Cíntia explica que o intuito é “pensar a região estrategicamente e pensar áreas em que se vai investir esforços em termos de inovação”. Antes da primeira reunião, os grupos de trabalho elaboraram diagnósticos de potenciais das regiões.

A economista observa como diferenciais a biotecnologia e automação para os setores de alimentos e saúde. “Até então, de tudo que a gente coletou de informações, nos parece mais plausível pensarmos em nos tornar referências em tecnologias, especificamente biotecnologia e automação para setores de alimentos e saúde”, avalia.
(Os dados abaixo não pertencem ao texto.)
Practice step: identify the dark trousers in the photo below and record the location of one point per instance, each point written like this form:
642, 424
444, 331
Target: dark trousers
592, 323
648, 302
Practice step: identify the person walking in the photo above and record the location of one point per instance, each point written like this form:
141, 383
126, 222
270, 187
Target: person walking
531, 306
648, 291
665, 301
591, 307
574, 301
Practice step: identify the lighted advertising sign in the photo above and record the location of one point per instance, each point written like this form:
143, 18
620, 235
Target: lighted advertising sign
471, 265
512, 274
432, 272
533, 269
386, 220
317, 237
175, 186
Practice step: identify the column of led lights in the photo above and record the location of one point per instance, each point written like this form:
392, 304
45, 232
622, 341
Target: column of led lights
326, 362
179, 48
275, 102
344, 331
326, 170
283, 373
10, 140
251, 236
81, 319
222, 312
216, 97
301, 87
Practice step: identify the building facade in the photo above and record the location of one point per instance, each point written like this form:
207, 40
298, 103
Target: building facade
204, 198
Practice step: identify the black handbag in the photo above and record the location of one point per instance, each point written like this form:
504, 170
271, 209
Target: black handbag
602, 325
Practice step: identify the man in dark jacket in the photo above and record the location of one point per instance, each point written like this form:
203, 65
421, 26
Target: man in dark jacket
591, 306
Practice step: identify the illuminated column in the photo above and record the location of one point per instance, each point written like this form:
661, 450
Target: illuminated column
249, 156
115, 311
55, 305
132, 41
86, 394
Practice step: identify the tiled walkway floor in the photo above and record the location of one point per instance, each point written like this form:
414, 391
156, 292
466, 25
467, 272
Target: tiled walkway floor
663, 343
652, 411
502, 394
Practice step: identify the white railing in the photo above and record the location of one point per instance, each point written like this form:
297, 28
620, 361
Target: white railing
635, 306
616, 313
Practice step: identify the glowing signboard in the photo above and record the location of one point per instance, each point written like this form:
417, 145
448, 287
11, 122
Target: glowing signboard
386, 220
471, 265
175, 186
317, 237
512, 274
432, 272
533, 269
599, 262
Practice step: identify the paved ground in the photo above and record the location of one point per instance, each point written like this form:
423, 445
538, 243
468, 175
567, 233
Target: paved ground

“Claro que existem outras áreas também”, reconhece, ao citar, por exemplo, a tecnologia da informação e de serviços. Porém, Cíntia Agostini destaca que a biotecnologia e automação em alimentos e saúde une os Vales em objetivos comuns.

A definição sobre o foco de projetos em inovação será feita a partir da reunião de terça-feira da Mesa do Inova RS. “A decisão da Mesa é a que vale”, explica Cíntia.

Conforme a coordenadora técnica do programa para os vales, a região busca alinhar estratégias para já contar com recursos e destravar projetos nas áreas definidas já para 2021. Também são almejadas parcerias institucionais privadas. “Nos tornar referência é uma caminhada longa”, avalia.